事の発端は、人気上昇中のラッパー、Microdotの両親が約20年前に巨額の詐欺を行い、ニュージーランドに逃亡したというネット上の噂だった。
(参考記事:両親が詐欺、夫が飲酒運転、先祖が親日派…韓国芸能人を悩ます“家族リスク”事例まとめ)
噂に対してMicrodot側は「事実無根だ。名誉毀損による法的対応を行なう」と強く否定するも、被害者らが警察に提出した当時の書類や証言などが次々と公開されると立場を一転。「親のせいで傷ついた方にお詫びする。息子として責任を取る部分があると思った」とし、出演中の全番組から自主的に降板した。

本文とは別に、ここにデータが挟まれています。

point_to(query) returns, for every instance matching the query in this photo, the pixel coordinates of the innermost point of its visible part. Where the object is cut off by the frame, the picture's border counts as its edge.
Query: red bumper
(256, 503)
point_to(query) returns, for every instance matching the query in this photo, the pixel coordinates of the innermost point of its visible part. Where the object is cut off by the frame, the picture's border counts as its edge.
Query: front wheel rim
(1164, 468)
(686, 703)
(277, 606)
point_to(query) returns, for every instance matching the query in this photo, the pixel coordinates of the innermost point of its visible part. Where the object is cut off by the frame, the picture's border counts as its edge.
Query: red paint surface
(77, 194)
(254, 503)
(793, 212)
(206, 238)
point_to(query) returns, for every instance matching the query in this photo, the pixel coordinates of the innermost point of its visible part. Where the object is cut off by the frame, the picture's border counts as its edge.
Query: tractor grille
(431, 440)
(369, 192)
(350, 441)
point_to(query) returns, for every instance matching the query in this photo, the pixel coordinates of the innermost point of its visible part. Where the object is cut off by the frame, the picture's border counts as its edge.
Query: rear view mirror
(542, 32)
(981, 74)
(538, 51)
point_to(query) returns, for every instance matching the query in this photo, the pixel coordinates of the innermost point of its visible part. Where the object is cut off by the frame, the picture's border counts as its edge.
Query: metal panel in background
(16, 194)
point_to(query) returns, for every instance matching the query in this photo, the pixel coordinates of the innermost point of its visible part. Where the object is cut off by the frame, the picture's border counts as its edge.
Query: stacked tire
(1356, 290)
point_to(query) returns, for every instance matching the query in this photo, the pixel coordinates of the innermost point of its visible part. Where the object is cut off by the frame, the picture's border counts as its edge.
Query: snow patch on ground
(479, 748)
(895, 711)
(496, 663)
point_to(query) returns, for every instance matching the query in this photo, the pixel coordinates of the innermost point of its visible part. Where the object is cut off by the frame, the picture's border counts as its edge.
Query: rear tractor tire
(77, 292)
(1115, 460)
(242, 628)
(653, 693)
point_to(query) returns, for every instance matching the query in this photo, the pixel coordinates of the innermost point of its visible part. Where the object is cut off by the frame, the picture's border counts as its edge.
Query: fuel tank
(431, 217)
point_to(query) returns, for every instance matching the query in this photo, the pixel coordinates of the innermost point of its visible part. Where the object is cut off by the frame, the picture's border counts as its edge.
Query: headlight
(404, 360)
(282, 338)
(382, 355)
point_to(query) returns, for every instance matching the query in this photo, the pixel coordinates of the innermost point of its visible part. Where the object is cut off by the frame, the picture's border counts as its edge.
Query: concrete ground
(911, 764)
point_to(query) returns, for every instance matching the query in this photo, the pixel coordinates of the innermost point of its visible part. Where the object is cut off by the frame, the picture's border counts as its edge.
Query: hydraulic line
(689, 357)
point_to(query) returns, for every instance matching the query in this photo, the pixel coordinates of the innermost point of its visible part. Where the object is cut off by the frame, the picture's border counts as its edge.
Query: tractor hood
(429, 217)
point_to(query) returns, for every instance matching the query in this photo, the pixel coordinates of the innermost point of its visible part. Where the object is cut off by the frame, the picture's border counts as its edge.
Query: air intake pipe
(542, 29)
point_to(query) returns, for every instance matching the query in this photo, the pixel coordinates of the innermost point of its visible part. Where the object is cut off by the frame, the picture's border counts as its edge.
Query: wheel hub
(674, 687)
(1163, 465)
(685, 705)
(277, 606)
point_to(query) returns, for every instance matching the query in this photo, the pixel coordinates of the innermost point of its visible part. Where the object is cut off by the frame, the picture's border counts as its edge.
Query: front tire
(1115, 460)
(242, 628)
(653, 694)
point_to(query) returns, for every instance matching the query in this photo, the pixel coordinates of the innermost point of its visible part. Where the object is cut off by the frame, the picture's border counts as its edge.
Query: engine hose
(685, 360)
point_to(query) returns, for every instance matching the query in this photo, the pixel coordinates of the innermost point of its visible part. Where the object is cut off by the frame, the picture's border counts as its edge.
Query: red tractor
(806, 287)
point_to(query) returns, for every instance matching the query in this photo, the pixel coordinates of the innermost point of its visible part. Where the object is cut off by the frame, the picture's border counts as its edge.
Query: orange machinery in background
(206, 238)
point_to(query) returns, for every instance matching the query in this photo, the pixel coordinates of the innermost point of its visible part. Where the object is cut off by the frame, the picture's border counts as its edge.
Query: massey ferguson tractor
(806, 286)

それから間もなくして今度はラッパーのDOK2の母親に詐欺疑惑が浮上。母親が過去に中学の同級生から1000万ウォン(約100万円)を借りた直後、行方をくらましたとの内容だった。
DOK2はすぐさまインスタグラムのライブ配信を通じて「それは2003年に民・刑事的に完結した事件だ」と説明したが、「自分にとって1000万ウォンは1カ月分の食費程度にしか過ぎない。お金が必要ならライブ会場に訪ねてこい」と、債権者をバカにするような発言も付け加えたことで論議を呼んだ。
先日は、韓国大統領府の国民請願にも“ビットゥー”の告発文が登場した。槍玉に挙げられたのは、歌手兼俳優として活動し日本でも人気を誇ったRAIN(ピ)だ。
RAINの両親が餅屋を運営していた頃、告発者の親から借りた約1700万ウォン(約170万円)分のお米と、現金800万ウォン(約80万円)を返さなかったとの主張だった。
RAINと言えば人気女優キム・テヒの夫で、最近女子ゴルフのイ・ボミと熱愛報道があった俳優イ・ワンとは義理の兄弟に当たる。
事件の当事者であるRAINの母はすでに亡くなっているが、RAIN側は「事実関係を確認し、もし問題になる場合は息子として問題解決に最善を尽くす」と発表し、直ちに対応に入った。日本ではちょっと考えにくいことかれしない。
(参考記事:歌手RAIN、両親を告発した当事者と法廷争いか。「可能な限りの手段を利用する」)
ただ、それも仕方がないのだろう。韓国では過去に、家族の不徳でイメージダウンを余儀なくされた芸能人が少なくないのだ。
例えば、日本でも活動したユン・ソナの場合、息子が校内暴力の加害者だったことでネット炎上。芸能活動を中止してカナダへと移住している。
『ゴールデンスランバー』『人狼 JIN-ROH』といった日本原作の韓国実写版映画への主演が続く俳優カン・ドンウォンも、“親日人名辞書”に名前が載っている母方の曽祖父を「芸術的な人だった」と語っていたことが問題視されて炎上した。
カン・ドンウォンはのちに「母方の曽祖父の恥ずかしい過去を知った。歴史についてもっと勉強する」と、謝罪文を発表するも、“親日派の子孫”という言葉がしばらくつきまとった。
こうした前例もあってか、韓国では“家族の問題”こそが芸能人の潜在的リスクとされており、一部の芸能事務所では契約の際、親の債務状況や成長環境なども調査して検討する場合もあるという。最近もK-POPガールズグループMAMAMOOのフィインが“家族リスク”に悩まされている状態だ。
(参考記事:韓国芸能界で相次ぐ“家族リスク”。今度はK-POPアイドルと女優が“迷惑な父”を告白)
韓国メディア『スポーツソウル』の取材に応じた芸能関係者は「本人の才能がどんなに素晴らしくても、親が口出しするようなら契約を避ける場合もある。特に新人の場合は、親の職業や家族との関係などをチェックせずにはいられない」と打ち明けていた。
家族が起こした問題やトラブルを、直接関わっていない芸能人に償わせようとするのは少々酷な気もする。
ただ、韓国は日本よりも家族を運命共同体と考える傾向が強く、芸能人に求める道徳的基準も厳しいだけに、多くの芸能人たちが“家族リスク”に悩まされるのも仕方のないことかもしれないが……。